Turkey called on NATO-hopeful Sweden on Tuesday to prosecute those responsible for projecting the flag of an outlawed group onto the parliament building in Stockholm, on the day of Turkish elections that extended President Tayyip Erdogan’s rule.
A Swedish parliament spokesperson said a number of people projected messages onto the building in Sweden’s capital late on Sunday, adding it had no documentation about what was projected.
The warning could raise the stakes ahead of a mid-July NATO summit at which some alliance members are urging Turkey to back Sweden’s membership bid, after a year of delays over concerns that Stockholm must do more to take on militant groups.
Footage first shared on Twitter by the so-called Swedish Solidarity Committee for Rojava – a reference to Kurdish regions of Syria – projected a flag of the Kurdistan Workers’ Party (PKK) on the parliament building.
Another image shared by the account includes text reading “Freedom for Ocalan,” referring to the PKK’s jailed leader Abdullah Ocalan, which was also projected onto the building.
“We expect the Swedish authorities to investigate this incident, hold accountable those responsible, and stop self-identified members of PKK — which the EU recognises as a terrorist entity — from operating on Swedish soil,” Fahrettin Altun, the Turkish presidency’s communications director, said on Twitter.
The parliament spokesperson said: “During the night towards Monday, a number of people stood on a quay on the other side of the water seen from the Riksdag (Swedish parliament) building and projected messages onto the Riksdag building.”

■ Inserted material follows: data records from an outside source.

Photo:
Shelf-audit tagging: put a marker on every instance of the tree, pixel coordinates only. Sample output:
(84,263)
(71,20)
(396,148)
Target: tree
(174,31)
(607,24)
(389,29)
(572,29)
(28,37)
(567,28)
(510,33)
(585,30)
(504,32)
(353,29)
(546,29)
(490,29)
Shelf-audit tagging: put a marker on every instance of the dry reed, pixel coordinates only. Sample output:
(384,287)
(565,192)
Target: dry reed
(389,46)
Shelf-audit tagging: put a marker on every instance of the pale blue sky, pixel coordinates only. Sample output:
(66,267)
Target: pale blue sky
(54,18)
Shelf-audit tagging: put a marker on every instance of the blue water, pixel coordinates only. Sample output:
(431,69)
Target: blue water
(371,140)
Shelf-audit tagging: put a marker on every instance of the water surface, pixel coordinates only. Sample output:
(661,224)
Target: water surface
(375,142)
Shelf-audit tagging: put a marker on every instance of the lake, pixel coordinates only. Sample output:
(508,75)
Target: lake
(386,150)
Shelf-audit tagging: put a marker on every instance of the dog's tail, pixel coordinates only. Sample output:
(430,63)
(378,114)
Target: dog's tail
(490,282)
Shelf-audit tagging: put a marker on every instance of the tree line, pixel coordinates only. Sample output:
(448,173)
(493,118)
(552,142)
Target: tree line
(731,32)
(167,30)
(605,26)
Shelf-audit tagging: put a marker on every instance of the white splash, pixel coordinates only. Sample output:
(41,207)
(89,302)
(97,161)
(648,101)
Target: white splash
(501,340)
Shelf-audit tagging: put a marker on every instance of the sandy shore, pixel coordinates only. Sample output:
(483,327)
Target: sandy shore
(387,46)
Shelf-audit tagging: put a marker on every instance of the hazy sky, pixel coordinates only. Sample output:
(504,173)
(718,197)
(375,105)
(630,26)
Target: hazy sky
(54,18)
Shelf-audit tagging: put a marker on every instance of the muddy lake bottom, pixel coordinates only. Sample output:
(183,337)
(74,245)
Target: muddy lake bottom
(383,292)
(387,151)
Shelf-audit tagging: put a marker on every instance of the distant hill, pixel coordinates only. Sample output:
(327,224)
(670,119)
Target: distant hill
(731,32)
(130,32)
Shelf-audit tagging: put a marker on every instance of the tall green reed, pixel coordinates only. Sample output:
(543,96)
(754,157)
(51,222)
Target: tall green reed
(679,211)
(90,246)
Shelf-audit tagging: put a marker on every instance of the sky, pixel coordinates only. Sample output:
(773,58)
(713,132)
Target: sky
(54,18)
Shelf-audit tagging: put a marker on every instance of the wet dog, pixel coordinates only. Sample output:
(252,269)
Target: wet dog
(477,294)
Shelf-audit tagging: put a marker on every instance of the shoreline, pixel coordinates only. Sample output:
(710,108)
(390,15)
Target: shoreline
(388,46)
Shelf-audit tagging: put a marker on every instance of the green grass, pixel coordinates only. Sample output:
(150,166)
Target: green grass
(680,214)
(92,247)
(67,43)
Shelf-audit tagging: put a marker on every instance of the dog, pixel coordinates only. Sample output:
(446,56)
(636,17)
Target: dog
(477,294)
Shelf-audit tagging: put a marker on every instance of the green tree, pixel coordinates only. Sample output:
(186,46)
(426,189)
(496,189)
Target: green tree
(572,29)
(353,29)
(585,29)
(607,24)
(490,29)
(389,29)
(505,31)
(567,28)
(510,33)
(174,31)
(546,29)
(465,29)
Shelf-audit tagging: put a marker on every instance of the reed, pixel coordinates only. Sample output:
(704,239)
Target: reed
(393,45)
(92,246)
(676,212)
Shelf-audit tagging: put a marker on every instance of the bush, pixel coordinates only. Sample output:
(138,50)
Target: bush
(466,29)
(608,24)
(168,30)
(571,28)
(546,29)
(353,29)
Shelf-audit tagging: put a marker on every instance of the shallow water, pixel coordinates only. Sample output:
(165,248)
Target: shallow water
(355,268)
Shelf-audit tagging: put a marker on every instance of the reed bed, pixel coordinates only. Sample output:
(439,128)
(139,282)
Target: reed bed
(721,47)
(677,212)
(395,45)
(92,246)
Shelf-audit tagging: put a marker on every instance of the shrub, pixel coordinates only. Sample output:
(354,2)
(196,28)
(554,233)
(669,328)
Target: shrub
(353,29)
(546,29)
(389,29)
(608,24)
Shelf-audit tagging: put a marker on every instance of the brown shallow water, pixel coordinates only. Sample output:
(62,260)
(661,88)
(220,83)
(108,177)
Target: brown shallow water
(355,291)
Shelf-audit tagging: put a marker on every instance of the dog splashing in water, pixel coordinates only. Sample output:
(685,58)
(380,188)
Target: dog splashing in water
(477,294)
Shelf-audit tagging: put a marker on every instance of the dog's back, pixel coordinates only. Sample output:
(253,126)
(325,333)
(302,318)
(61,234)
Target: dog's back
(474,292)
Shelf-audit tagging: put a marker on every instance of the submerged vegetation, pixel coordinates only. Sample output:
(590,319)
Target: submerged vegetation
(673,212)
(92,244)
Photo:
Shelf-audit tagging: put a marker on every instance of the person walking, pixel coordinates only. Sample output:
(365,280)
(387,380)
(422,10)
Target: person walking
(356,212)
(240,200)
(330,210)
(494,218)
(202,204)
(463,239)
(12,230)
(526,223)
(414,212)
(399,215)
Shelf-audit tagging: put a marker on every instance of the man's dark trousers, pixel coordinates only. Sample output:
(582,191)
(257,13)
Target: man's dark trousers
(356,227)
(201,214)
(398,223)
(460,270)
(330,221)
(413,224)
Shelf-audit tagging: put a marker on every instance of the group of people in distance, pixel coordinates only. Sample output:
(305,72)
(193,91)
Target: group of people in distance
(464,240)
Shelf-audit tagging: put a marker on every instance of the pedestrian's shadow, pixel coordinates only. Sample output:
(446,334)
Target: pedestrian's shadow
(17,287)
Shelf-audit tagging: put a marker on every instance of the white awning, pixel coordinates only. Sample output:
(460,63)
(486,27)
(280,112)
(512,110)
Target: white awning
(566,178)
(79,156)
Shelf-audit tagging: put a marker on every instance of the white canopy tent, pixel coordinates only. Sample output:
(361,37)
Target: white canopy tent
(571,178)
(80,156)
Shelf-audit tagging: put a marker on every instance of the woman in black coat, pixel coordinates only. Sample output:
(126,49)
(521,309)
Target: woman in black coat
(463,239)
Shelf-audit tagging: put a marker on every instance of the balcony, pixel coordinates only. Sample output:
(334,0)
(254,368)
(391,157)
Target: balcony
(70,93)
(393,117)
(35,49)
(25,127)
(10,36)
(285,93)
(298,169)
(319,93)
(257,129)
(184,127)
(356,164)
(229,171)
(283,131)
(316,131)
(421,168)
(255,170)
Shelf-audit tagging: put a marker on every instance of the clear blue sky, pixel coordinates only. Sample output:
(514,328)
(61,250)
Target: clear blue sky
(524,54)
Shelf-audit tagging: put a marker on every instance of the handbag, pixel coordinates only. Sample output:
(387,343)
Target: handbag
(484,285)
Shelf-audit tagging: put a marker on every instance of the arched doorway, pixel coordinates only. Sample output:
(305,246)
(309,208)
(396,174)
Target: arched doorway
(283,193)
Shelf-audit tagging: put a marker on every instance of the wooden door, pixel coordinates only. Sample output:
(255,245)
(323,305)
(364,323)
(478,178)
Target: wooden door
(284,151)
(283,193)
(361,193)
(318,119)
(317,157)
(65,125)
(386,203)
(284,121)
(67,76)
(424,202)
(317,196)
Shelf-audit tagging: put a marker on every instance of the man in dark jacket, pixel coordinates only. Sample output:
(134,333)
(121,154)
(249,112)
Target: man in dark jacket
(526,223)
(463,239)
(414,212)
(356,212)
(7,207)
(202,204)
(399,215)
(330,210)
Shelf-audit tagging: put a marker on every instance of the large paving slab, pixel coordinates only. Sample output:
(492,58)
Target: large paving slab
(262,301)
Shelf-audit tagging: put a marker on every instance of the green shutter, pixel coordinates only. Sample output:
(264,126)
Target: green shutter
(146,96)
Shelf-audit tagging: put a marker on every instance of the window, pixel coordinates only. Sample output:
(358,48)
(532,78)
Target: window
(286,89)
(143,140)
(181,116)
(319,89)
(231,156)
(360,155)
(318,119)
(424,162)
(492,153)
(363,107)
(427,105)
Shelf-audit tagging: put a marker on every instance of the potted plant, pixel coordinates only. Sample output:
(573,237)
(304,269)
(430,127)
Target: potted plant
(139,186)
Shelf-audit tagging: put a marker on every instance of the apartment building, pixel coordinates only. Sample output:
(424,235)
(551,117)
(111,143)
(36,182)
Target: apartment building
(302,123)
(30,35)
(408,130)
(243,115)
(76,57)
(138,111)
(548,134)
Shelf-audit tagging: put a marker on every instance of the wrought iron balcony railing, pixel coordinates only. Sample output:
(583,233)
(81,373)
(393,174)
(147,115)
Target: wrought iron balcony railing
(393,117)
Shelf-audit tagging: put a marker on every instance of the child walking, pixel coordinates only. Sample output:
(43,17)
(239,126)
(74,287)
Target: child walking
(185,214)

“The persons left when the Riksdag’s security guards arrived,” the spokesperson added in an email.
The incident took place after Erdogan won a mandate in runoff elections to carry on his muscular foreign policy in which Turkey objected to both Sweden’s and Finland’s bids to join NATO last year in the face of Russia’s invasion of Ukraine.
Turkey ratified Finland’s bid in March but still objects to Sweden, saying Stockholm harbours members of militant groups it considers to be terrorists and has not fulfilled its part of last year’s deal meant to assuage Ankara’s security concerns.
Bids for membership must be approved by all NATO members.
Altun said he hoped Sweden would properly enforce a new anti-terror law taking effect on 1 June, and prevent PKK members from demonstrating at a protest against Sweden’s NATO membership called by the solidarity committee for June 4.
Ahmet Berat Conkar, former chair of parliament’s Foreign Affairs Committee and head of Turkey’s delegation at the NATO Parliamentary Assembly, said that Turkey expects more engagement from Sweden on how their terrorism laws are being implemented.
“These factors will be important in our parliament’s decision on Swedish membership. But on a positive note, as you see in Finland’s case, Turkey is open to NATO enlargement and we will apply the same standard to Sweden as well,” he said in an interview.